Model

Contents

Model#

class liesel.model.Model(*nodes_and_vars, grow=True, copy=False, to_float32=True, validate_log_prob_decomposition=True)[source]#

Bases: object

A probabilistic graphical model.

Parameters:
  • nodes_and_vars (Node | Var | Iterable[Node | Var]) – The nodes and variables to include in the model.

  • grow (bool, default: True) – Whether a GraphBuilder should be used to grow the model (finding the recursive inputs of the nodes and variables), and to add the model nodes.

  • copy (bool, default: False) – Whether the nodes and variables should be copied upon initialization.

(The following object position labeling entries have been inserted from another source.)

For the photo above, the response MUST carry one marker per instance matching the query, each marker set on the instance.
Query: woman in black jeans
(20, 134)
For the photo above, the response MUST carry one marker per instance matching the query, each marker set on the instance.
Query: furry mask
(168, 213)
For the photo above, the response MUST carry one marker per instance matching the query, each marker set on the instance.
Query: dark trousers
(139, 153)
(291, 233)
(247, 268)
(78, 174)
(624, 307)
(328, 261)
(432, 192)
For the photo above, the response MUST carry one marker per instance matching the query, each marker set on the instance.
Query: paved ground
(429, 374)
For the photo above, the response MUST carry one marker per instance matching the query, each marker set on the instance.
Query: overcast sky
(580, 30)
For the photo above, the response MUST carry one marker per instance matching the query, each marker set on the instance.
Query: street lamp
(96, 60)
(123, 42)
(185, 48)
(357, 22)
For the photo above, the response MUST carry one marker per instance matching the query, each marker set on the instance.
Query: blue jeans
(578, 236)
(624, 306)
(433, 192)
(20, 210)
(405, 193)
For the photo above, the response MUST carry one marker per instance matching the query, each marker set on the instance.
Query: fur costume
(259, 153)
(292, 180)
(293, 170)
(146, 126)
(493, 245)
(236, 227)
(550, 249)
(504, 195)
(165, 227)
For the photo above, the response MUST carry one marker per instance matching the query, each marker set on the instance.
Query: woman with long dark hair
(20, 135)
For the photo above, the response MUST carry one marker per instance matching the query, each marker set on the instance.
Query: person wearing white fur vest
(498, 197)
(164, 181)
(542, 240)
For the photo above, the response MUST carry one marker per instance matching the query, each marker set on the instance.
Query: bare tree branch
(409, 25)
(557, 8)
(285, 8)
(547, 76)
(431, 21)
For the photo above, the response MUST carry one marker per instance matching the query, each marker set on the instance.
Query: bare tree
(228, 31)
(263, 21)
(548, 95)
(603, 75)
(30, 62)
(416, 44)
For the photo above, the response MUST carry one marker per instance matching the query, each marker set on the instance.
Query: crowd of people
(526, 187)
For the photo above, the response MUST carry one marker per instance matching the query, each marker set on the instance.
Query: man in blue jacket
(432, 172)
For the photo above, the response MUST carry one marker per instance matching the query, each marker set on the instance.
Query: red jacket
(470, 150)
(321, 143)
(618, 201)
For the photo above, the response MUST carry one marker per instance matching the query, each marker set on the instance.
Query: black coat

  • to_float32 (bool, default: True) – Whether to convert the dtype of the values of the added nodes from float64 to float32. Only takes effect if grow=True.

See also

Var.new_obs

Initializes a strong variable that holds observed data.

Var.new_param

Initializes a strong variable that acts as a model parameter.

Var.new_calc

Initializes a weak variable that is a function of other variables.

Var.new_value

Initializes a strong variable without a distribution.

GraphBuilder

A graph builder, which can be used to set up and manipulate a model if you need more control.

Examples

Here, we set up a basic model based on three variables:

>>> a = lsl.Var.new_value(1.0, name="a")
>>> b = lsl.Var.new_value(2.0, name="b")
>>> c = lsl.Var.new_calc(lambda x, y: x + y, a, b, name="c")

We now build a model:

>>> model = lsl.Model([c])
>>> model
Model(9 nodes, 3 vars)

Methods

add(*args[, copy, add_to_seeds])

Adds a variable number of variables or nodes to this model.

copy([clear_state])

Returns a new model filled with deep copies of all model nodes and variables.

copy_nodes_and_vars()

Returns an unfrozen deep copy of the model nodes and variables.

copy_vars()

Returns an unfrozen deep copy of the model variables.

diagnose([verbose])

Provides a dataframe with diagnostic information about the model.

drop_singletons()

Drops any singleton nodes and variables, i.e. nodes or variables that have neither outputs nor inputs.

extract_position(position_keys[, model_state])

Extracts a position from a model state.

groups()

Collects the groups from all nodes and variables.

join(model[, by, copy, suffix])

Joins a second model into this one.

join_by_all(model[, copy])

Joins a second model into this one by all overlapping variable names.

modify_names(fn)

Modifies the names of all variables and nodes in the model according to the supplied function.

node_parental_subgraph(*of)

Returns a subgraph that consists of the input nodes and their parent nodes.

parental_submodel(*of[, clear_state])

Returns a new model that consists only of the given variables and nodes and their parent variables and nodes.

plot([show, save_path, width, height, prog, ...])

Plots the variables of this model.

plot_nodes([show, save_path, width, height, ...])

Plots the nodes of this model.

plot_vars([show, save_path, width, height, ...])

Plots the variables of this model.

pop_nodes_and_vars()

Pops the nodes and variables out of this model.

pop_vars()

Pops the variables out of this model.

predict(samples[, predict, newdata])

Returns a dictionary of predictions.

prefix_names(prefix)

Adds a prefix to the names of all variables and nodes in the model.

rebuild_graph(*vars_nodes_and_names)

Rebuilds the model graph by re-discovering the outputs of all supplied nodes and variables.

replace(old, new)

Replaces the old with the new node or variable.

sample(shape, seed[, posterior_samples, ...])

Draws samples from the model.

set_seed(seed)

Splits and sets the seed / PRNG key.

simulate(seed[, skip])

Updates the model state simulating from the probability distributions in the model using a provided random seed, optionally skipping specified nodes.

update(*names)

Updates the target nodes and their recursive inputs if they are outdated.

update_graph()

Updates the model graph by re-discovering the outputs of all nodes and variables in the graph.

update_state(position[, model_state, inplace])

Updates and returns a model state given a position.

var_parental_subgraph(*of)

Returns a subgraph that consists of the input variables and their parent variables.

Attributes

auto_update

Whether to update the model automatically if the value of a node is modified.

graph_outdated

Whether the model graph is outdated.

locked

Whether the model graph is locked.

log_lik

The log-likelihood of the model.

log_prior

The log-prior of the model.

log_prob

The (unnormalized) log-probability / log-posterior of the model.

model_nodes

Dictionary of nodes with the "_model" prefix in their name.

node_graph

The directed graph of the model nodes.

nodes

A mapping of the model nodes with their names as keys.

observed

A mapping of the observed model variables with their names as keys.

parameters

A mapping of the model parameters with their names as keys.

seed_nodes_and_vars

The seed nodes and variables passed to the model during initialization.

state

The state of the model as a dict of node names and states.

var_graph

The directed graph of the model variables.

vars

A mapping of the model variables with their names as keys.